Uneven access to mobility has proven challenging to undo. Much of the car-centric mobility infrastructure built in the postwar era is still with us or has expanded.
In Canada, cities have been designed around the movement of cars. Vast areas have been paved and residential areas have been built close to high-volume roads, contributing to poor health outcomes related to pollution and excessive summertime heat. Low-income areas are disproportionately affected.
Infrastructure is political
In recent years, research has expanded our understanding of these dynamics and linked them to the role of infrastructure development in settler-colonialism, racial capitalism and patriarchy.
Infrastructure in Indigenous communities is chronically underfunded. Many remote northern communities rely on temporary ice roads to access southern municipalities in the winter, and these ice roads are becoming less reliable due to climate change. For those with all-year road access, the reduction of Greyhound bus routes in 2018, followed by the end of the company’s operations in 2021, cut off many Indigenous communities from urban centres and the family, employment, health and other services located there.
Read more: Indigenous communities should dictate how $1 billion infrastructure investment is spent
Indeed, the National Inquiry into Missing and Murdered Indigenous Women and Girls, found that the “lack of supportive infrastructure and transportation” created significant risk.
The pandemic’s effects
The pandemic has only served to further heighten and highlight transportation safety issues. Since the onset of COVID-19 in 2020, we have seen how the mobility of public transit users and those who walk or wheel for transportation has been negatively impacted by diminished service and maintenance.

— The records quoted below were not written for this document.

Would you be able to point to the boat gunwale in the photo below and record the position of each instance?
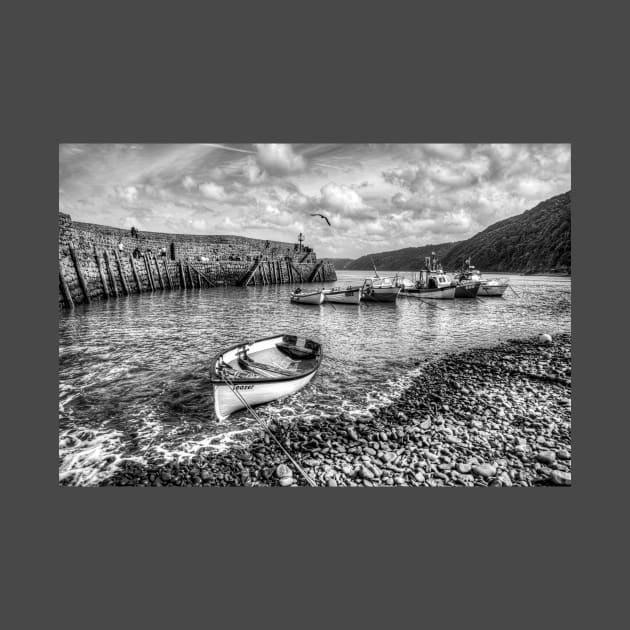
(216, 379)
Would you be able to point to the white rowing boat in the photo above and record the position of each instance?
(307, 297)
(255, 373)
(493, 288)
(350, 295)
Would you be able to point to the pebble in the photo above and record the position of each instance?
(488, 432)
(283, 471)
(366, 473)
(560, 478)
(546, 457)
(484, 470)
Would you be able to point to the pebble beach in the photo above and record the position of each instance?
(498, 416)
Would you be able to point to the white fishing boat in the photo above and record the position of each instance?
(377, 289)
(493, 288)
(487, 288)
(349, 295)
(250, 374)
(431, 283)
(307, 297)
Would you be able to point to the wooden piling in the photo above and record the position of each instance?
(67, 296)
(201, 275)
(82, 282)
(100, 272)
(159, 272)
(149, 274)
(123, 278)
(181, 275)
(112, 277)
(136, 278)
(189, 274)
(167, 274)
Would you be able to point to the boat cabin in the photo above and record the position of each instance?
(432, 280)
(378, 283)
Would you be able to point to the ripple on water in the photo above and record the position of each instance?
(133, 373)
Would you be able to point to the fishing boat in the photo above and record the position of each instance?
(431, 283)
(257, 372)
(377, 289)
(307, 297)
(494, 288)
(349, 295)
(488, 288)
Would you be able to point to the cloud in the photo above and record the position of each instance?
(341, 198)
(378, 197)
(189, 182)
(210, 190)
(128, 193)
(279, 159)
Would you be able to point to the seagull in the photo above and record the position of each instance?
(322, 216)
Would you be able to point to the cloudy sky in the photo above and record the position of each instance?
(378, 197)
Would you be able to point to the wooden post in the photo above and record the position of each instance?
(159, 272)
(149, 274)
(112, 277)
(181, 274)
(100, 271)
(82, 282)
(136, 279)
(64, 289)
(167, 274)
(123, 279)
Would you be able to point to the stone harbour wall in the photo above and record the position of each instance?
(93, 265)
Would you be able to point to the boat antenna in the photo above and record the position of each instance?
(373, 265)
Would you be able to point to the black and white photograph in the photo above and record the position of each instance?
(314, 315)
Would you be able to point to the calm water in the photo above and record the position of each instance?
(133, 372)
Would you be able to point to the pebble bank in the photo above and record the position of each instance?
(496, 416)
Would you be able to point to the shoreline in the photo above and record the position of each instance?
(498, 416)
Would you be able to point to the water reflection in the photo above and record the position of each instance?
(134, 371)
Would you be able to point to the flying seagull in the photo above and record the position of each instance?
(322, 216)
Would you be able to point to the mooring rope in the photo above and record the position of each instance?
(263, 424)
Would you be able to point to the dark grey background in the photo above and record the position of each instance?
(303, 72)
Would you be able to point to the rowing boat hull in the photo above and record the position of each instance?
(226, 402)
(351, 296)
(254, 373)
(380, 294)
(467, 289)
(308, 298)
(443, 293)
(492, 290)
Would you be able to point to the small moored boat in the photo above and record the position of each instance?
(488, 288)
(307, 297)
(250, 374)
(379, 289)
(350, 295)
(493, 288)
(431, 283)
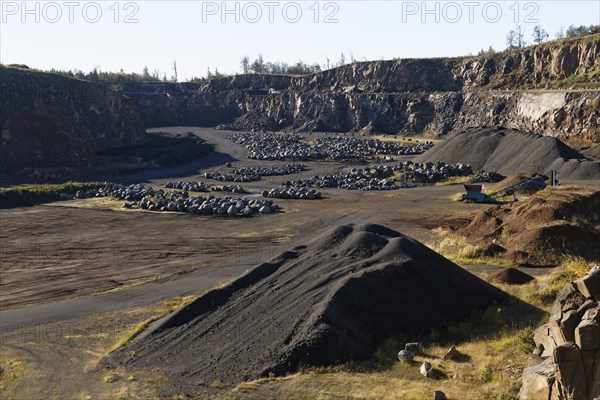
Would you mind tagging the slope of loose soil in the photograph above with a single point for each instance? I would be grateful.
(511, 152)
(545, 228)
(330, 301)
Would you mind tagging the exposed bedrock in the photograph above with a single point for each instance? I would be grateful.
(570, 346)
(409, 95)
(48, 120)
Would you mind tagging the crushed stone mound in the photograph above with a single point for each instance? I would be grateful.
(510, 276)
(330, 301)
(511, 152)
(543, 228)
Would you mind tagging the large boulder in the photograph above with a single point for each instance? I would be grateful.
(570, 345)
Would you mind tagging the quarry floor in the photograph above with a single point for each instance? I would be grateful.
(76, 277)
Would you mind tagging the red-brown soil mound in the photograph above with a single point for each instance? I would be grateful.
(547, 226)
(510, 276)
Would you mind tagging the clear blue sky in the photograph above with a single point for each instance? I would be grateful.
(201, 35)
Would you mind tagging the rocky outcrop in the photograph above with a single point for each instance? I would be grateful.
(408, 95)
(48, 120)
(570, 345)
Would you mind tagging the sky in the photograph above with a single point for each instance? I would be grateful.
(198, 35)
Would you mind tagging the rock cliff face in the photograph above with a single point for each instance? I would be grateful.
(50, 121)
(513, 88)
(570, 346)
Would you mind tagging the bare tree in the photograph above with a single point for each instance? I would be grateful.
(342, 61)
(514, 39)
(174, 77)
(245, 64)
(539, 34)
(258, 66)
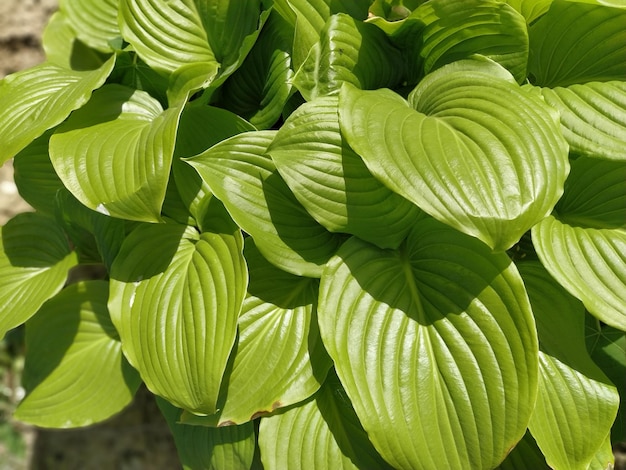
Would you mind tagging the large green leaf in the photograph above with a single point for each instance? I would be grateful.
(457, 30)
(259, 89)
(332, 182)
(322, 433)
(583, 245)
(244, 178)
(470, 148)
(593, 117)
(402, 329)
(607, 347)
(95, 21)
(568, 379)
(35, 258)
(578, 42)
(176, 296)
(195, 39)
(35, 177)
(279, 359)
(75, 374)
(114, 154)
(39, 98)
(309, 16)
(203, 447)
(349, 51)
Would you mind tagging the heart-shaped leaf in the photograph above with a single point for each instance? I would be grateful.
(259, 89)
(244, 178)
(94, 21)
(592, 117)
(75, 373)
(114, 154)
(568, 378)
(226, 447)
(349, 51)
(474, 150)
(175, 299)
(322, 433)
(35, 258)
(583, 245)
(400, 327)
(279, 358)
(332, 182)
(48, 93)
(198, 38)
(578, 42)
(457, 30)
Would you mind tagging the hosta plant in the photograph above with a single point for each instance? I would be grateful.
(329, 234)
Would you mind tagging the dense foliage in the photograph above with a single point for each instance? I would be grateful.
(331, 234)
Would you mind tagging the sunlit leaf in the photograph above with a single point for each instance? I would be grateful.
(176, 295)
(35, 258)
(114, 154)
(244, 178)
(47, 94)
(332, 182)
(593, 117)
(568, 378)
(349, 51)
(75, 374)
(322, 433)
(578, 42)
(400, 327)
(469, 148)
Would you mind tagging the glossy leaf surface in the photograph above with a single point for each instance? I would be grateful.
(175, 299)
(35, 258)
(332, 182)
(460, 151)
(398, 325)
(569, 379)
(244, 178)
(75, 373)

Data from the United States also suggests pedestrian injuries and deaths, which have been on the rise for a decade, spiked during the pandemic.
We know too that transportation-related injuries are not evenly distributed, with Indigenous and racialized peoples and those in low-income areas being much more likely to be injured or killed.
Just and equitable access to mobility
This raises important questions about how to make sure our mobility infrastructure is accessible, safe, equitable and sustainable. We need to ensure that infrastructure investment is not solely aimed at spurring capitalist growth, as many have called for, but serves the needs of all its users.
In this sense, we need to ask what vision for the future our leaders, like those vying for political office in Ontario, have for mobility. But, more importantly, we need to recognize that the changes required to create a just and sustainable transportation system cannot be achieved in a single election but only through systemic, structural changes in how we think about, govern and build mobility.
Toward this aim, researchers and activists — like those at The Untokening, a collective focused on mobility justice — have advanced the concept of mobility justice as a “social movement to protect and reclaim the shared mobility commons.” Mobility commons, according to sociologist Mimi Sheller, are “co-operative” and “shared infrastructures of movement,” in contrast to the enclosed, private and exclusionary systems that are dominant today.
There are many movements currently working to increase access to shared, collective forms of transportation. These include movements calling for fare-free transit, to reduce the policing of mobility, disability transportation equity, better sidewalk maintenance and a public intercity bus service among others.
Mobility justice can only be achieved by taking the politics of movement seriously. This means planning processes must not only listen to, but meaningfully include and be governed by the communities that will use the infrastructure.
It means remaking mobility systems so that they are democratically controlled, equitably distributed and accessible to all.
Joshua K. McEvoy volunteers with Free Transit Ottawa.